CHAPTER XXXIII.

WILD ANIMALS.

I will write this chapter for the youngsters and the elderly wise-heads who wear specs may turn over the leaves without reading it, if they choose.

Wild animals in early days were very much more plentiful than now, particularly deer and black bear. The black bear troubled us a good deal and would come near the houses and kill our pigs; but it did not take many years to thin them out. They were very cowardly and would run away from us in the thick brush except when the young cubs were with them, and then we had to be more careful.

There was one animal, the cougar, we felt might be dangerous, but I never saw but one in the woods. Before I tell you about it I will relate an adventure one of my own little girls had with one of these creatures nearby our own home in the Puyallup Valley.

I have written elsewhere about our little log cabin schoolhouse, but have not told how our children got to it. From our house to the schoolhouse the trail led through very heavy timber and very heavy underbrush—so dense that most all the way one could not see, in the summer time when the leaves were on, as far as across the kitchen of the house.

One day little Carrie, now an elderly lady (I won't say how old), now living in Seattle, started to go to school, but soon came running back out of breath.

"Mamma! Mamma! I saw a great big cat sharpening his claws on a great big tree, just like pussy does," she said as soon as she could catch her breath. Sure enough, upon examination, there were the marks as high up on the tree as I could reach. It must have been a big one to reach up the tree that far. But the incident soon dropped out of mind and the children went to school on the trail just the same as if nothing had happened.

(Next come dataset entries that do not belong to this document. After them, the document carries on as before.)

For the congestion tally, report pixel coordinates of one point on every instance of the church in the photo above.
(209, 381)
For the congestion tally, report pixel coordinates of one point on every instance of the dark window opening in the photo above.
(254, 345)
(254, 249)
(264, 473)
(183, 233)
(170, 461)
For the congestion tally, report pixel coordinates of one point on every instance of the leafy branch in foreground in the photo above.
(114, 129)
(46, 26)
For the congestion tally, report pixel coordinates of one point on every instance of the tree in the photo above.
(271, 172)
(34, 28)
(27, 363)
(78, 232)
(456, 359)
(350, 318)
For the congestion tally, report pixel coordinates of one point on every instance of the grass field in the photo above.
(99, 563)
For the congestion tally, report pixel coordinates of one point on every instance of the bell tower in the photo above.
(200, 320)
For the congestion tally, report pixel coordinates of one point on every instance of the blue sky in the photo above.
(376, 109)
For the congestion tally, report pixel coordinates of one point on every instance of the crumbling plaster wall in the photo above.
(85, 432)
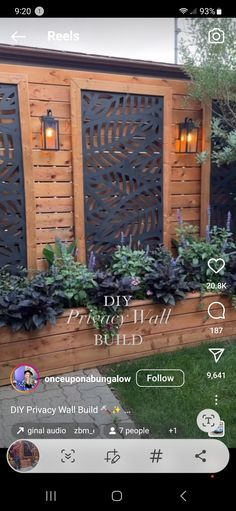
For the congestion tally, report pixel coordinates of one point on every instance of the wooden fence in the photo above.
(53, 182)
(70, 346)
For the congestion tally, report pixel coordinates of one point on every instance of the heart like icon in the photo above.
(219, 264)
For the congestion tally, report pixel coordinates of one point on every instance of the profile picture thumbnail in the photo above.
(23, 455)
(25, 378)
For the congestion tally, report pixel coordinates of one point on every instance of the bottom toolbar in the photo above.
(118, 456)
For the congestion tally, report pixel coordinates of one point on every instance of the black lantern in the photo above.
(50, 132)
(187, 137)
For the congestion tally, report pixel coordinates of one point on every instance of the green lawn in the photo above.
(163, 408)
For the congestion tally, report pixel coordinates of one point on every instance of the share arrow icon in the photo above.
(217, 353)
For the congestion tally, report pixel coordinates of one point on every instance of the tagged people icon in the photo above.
(25, 378)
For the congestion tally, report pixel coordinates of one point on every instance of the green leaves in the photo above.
(127, 262)
(31, 307)
(57, 254)
(167, 283)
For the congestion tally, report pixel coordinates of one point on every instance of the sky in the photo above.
(138, 38)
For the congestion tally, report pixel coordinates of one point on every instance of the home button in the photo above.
(116, 496)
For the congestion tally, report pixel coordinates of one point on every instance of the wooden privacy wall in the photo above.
(66, 347)
(53, 181)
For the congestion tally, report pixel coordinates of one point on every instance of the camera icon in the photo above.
(216, 36)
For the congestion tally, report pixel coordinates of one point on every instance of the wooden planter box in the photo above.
(67, 347)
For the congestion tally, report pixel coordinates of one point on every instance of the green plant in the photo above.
(187, 232)
(71, 282)
(212, 70)
(107, 323)
(10, 282)
(55, 255)
(161, 254)
(127, 262)
(29, 308)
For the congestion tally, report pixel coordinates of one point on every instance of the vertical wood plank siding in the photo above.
(52, 182)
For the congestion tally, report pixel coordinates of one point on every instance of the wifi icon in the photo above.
(183, 10)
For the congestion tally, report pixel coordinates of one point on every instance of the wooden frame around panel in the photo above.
(156, 89)
(21, 81)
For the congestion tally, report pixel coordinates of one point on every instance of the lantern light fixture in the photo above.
(50, 132)
(187, 137)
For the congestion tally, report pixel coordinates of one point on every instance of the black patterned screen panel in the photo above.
(123, 169)
(12, 203)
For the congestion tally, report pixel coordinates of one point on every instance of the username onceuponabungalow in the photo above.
(137, 316)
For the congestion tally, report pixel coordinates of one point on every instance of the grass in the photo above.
(163, 408)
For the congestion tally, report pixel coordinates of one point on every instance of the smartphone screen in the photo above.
(117, 257)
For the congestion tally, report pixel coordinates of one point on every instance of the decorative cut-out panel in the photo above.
(12, 202)
(123, 169)
(223, 195)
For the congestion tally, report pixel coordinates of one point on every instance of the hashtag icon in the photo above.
(156, 456)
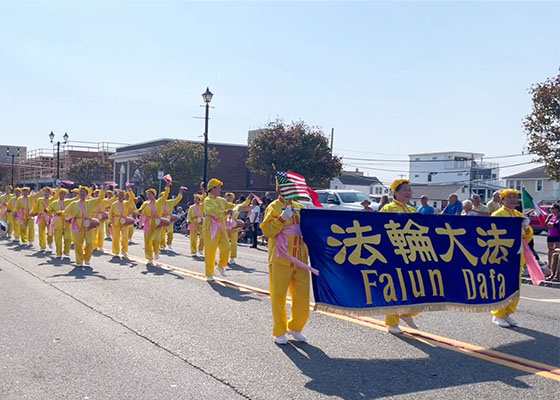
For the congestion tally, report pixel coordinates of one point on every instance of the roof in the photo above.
(534, 173)
(359, 180)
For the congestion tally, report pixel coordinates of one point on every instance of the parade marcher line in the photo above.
(496, 357)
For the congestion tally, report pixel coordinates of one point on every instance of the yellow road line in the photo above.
(496, 357)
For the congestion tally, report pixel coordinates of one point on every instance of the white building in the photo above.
(456, 167)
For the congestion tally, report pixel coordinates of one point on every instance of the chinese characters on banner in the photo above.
(376, 263)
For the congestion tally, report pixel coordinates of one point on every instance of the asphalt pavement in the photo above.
(122, 330)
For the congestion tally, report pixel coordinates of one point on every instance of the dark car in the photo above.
(535, 223)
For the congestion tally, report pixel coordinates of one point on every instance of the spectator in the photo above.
(425, 208)
(468, 208)
(454, 207)
(366, 204)
(478, 207)
(495, 204)
(383, 202)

The way I happened to see the cougar was this: Lew. McMillan bought one hundred and sixty-one cattle and drove them from Oregon to what we then used to call Upper White River, but it was the present site of Auburn. He had to swim his cattle over all the rivers, and his horses, too, and then at the last day's drive brought them on the divide between Stuck River and the Sound. The cattle were all very tame when he took them into the White River valley, for they were tired and hungry. At that time White River valley was covered with brush and timber, except here and there a small prairie. The upper part of the valley was grown up with tall, coarse rushes that remained green all winter, and so he didn't have to feed his cattle, but they got nice and fat long before spring. We bought them and agreed to take twenty head at a time. By this time the cattle were nearly as wild as deer. So Lew built a very strong corral on the bank of the river, near where Auburn is now, and then made a brush fence from one corner down river way, which made it a sort of lane, with the fence on one side and the river on the other, and gradually widened out as he got further from the corral.

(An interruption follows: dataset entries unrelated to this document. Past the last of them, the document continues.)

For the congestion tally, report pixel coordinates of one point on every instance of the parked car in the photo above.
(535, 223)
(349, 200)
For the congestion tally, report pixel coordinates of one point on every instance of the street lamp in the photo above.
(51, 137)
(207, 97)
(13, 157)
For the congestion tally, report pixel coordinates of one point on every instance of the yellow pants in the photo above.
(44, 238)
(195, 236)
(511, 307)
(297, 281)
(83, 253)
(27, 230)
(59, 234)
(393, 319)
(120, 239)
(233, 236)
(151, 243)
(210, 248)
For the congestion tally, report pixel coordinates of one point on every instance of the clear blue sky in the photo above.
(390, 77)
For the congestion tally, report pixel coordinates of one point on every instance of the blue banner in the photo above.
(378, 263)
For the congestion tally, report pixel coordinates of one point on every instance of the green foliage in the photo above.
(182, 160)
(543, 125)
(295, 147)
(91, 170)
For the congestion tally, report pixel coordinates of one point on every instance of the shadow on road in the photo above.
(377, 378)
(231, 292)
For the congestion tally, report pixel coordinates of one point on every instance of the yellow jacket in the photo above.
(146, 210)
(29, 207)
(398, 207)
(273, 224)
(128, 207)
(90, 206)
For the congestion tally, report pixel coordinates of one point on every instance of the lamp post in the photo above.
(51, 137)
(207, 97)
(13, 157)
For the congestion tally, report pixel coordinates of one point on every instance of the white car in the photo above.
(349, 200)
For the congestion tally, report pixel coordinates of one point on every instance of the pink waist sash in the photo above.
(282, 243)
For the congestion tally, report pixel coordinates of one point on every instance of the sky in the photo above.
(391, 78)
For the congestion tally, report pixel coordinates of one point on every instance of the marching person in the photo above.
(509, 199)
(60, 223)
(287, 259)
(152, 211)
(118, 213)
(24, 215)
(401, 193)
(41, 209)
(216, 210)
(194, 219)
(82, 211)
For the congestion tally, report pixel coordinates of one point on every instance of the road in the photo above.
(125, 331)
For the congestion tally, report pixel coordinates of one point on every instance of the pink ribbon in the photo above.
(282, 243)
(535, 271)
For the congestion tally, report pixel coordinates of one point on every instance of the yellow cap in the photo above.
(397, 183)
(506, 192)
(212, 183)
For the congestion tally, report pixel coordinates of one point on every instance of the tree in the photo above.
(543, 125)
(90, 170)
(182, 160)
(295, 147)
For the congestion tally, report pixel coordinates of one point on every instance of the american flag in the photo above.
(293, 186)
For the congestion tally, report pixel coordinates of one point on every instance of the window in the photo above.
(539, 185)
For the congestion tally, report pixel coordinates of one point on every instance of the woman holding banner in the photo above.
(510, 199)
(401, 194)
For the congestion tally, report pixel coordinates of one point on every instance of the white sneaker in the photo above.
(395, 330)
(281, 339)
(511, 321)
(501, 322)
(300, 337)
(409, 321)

I used to go over from Steilacoom and stay all night so we could make a drive into the corral early, but this time I was belated and had to camp on the road, so that we did not get an early start for the next day's drive. The cattle seemed unruly that day, and when we let them out of the corral up river way, they scattered and we could do nothing with them. The upshot of the matter was that I had to go home without cattle. We had worked with the cattle so long that it was very late before I got started and had to go on foot. At that time the valley above Auburn near the Stuck River crossing was filled with a dense forest of monster fir and cedar trees, and a good deal of underbrush besides. That forest was so dense in places that it was difficult to see the road, even on a bright, sunshiny day, while on a cloudy day it seemed almost like night, though I could see well enough to keep on the crooked trail all right.